Not a bread eater? Then how about whole grain cereal or oatmeal? Both are health superfoods, Betaglucan, the soluble fibre found in oats, acts like a sponge, trapping cholesterol - rich bile acids in the intestines and eliminating them. The result is lower LDL Cholesterol because there's less cholesterol to be absorbed into the bloodstream. Having a big bowl of porridge a day (about 225g) could cut cholesterol by an extra 2 to 3 percent.
Healthy, filling and ready to eat, whole-grain cereal is a perfect convenience health food. One study found that participants who ate whole-grain cereal every day were 17 percent less likely to die over the next several years from any cause and 20 percent less likely to die from cardiovascular disease than those who rarely or never ate whole-grain cereal.

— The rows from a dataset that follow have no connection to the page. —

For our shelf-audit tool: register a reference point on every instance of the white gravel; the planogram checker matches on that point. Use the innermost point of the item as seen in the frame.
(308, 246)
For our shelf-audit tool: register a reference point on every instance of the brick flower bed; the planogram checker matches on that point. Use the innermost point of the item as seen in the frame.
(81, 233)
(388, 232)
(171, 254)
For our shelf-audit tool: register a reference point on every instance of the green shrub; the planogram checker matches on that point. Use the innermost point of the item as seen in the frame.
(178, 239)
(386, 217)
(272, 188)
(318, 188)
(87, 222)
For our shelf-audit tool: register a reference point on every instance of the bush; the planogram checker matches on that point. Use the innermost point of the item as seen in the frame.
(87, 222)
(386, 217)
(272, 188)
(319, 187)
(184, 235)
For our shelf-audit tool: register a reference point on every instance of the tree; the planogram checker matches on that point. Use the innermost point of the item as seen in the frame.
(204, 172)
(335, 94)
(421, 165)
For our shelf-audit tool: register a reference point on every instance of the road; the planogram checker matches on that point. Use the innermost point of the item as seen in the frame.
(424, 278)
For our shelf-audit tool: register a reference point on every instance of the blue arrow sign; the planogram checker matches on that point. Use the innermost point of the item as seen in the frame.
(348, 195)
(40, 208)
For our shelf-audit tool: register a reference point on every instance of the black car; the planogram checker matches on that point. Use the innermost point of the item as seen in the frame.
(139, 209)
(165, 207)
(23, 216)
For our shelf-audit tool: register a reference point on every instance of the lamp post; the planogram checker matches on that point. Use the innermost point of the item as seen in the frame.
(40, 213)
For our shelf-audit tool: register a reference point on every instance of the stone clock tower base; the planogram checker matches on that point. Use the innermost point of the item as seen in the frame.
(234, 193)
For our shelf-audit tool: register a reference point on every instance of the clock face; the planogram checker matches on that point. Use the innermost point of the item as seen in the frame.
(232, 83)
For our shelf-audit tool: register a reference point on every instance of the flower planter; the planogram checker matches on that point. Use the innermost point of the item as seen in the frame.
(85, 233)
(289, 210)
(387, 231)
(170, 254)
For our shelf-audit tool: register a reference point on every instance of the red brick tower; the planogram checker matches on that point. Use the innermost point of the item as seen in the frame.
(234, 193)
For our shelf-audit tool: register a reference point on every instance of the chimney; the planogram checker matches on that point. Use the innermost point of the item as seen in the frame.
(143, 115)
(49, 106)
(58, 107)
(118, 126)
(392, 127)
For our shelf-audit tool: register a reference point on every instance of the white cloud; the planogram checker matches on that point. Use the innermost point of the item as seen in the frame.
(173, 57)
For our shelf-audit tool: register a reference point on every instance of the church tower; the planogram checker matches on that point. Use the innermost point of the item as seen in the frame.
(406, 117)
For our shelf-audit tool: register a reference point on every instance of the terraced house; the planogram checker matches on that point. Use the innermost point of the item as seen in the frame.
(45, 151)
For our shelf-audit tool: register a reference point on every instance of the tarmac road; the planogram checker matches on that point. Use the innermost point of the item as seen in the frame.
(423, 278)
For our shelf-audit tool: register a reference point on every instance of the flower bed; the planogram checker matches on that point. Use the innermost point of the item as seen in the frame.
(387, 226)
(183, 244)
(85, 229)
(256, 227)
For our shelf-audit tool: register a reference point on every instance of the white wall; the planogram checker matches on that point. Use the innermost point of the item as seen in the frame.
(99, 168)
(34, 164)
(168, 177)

Want whole grains for other parts of the day? Add brown rice and other fibre-rich grains such as barley or bulgur wheat to you plate. So, what's wrong with white rice? Milling and polishing rip off more than the chewy coating on rice; they also steal fibre and nutrients that make brown rice a delicious, satisfying, disease-battling superfood. Compared to white, brown rice packs four times more insoluble fibre as well as good amounts of niacin, vitamin B6, magnesium, manganese, phosphorous, selenium and vitamin E. Best of all, it's easy to find in supermarkets these days - even in quicker-cooking forms for nights when you just don't have 45 minutes to wait for dinner to cook.
Toast your health
-- with water
Sparkling or still, bottled or straight from the tap, good, old-fashioned water could cut your risk of a deadly heart attack by as much as 54 percent - and at the same time ease consptitation, boost flagging, energy and perhaps even lower your risk of cancers of the breast, prostate and large intestine, research suggests.

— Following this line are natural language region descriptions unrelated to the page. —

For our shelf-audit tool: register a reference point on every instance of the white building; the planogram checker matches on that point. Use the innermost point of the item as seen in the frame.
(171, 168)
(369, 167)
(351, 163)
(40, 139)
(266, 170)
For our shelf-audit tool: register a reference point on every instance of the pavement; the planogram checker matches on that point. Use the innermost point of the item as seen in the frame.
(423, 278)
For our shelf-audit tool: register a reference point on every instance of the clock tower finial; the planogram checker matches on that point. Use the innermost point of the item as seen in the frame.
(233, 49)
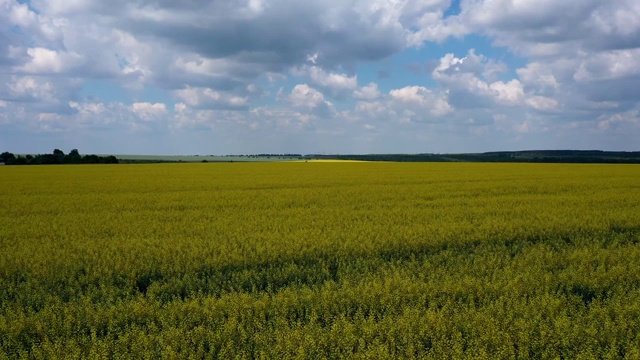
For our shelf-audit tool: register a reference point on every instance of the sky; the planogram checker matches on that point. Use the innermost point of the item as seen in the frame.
(318, 76)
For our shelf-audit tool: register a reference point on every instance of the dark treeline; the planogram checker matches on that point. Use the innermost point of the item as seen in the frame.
(536, 156)
(57, 157)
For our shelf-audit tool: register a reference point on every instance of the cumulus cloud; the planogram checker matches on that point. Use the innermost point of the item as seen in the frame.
(149, 111)
(219, 66)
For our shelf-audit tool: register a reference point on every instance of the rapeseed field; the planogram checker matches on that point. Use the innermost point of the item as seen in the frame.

In a study f 20,000 women and men, researchers found that those who drowned at least five glasses of water every day had a significantly lower risk of heart attacks than those who whet their whistles with coffee, orange juice and other beverages. Why? Water is absorbed readily into the bloodstream, keeping blood diluted and less likely to from heart-threatening clots. Other liquids, the researchers
say, require digestion, a process that draws fluid out of the bloodstream, thickening the blood and increasing clot risk.
Are you getting enough water? After the age of 60, don't rely on feelings of thirst to tell you the answer. That's because sensations of thirst decline as we get older - unfortunately, just at the time when many people drink less water to avoid dealing with urination problems such as stress incontinence in women or prostate problems in men. The best way to know if you're fully hydrated? Examine your urine - if it's pale and has only a faint odour, you're probably drinking enough. If it's dark, scanty or has a strong odour, you probably need to drink more water and other fluids.
What you need: about six glasses a day
The standard advice to have eight glasses a day is now considered by many experts to be overstated. And tea counts, too - indeed, a recent study showed that drinking tea is just as hydrating as water. So have tea, coffee and juice, but try to include plain water as well. If you're eating a lot of juicy fruits and vegetables, you'll get fluid from them, too.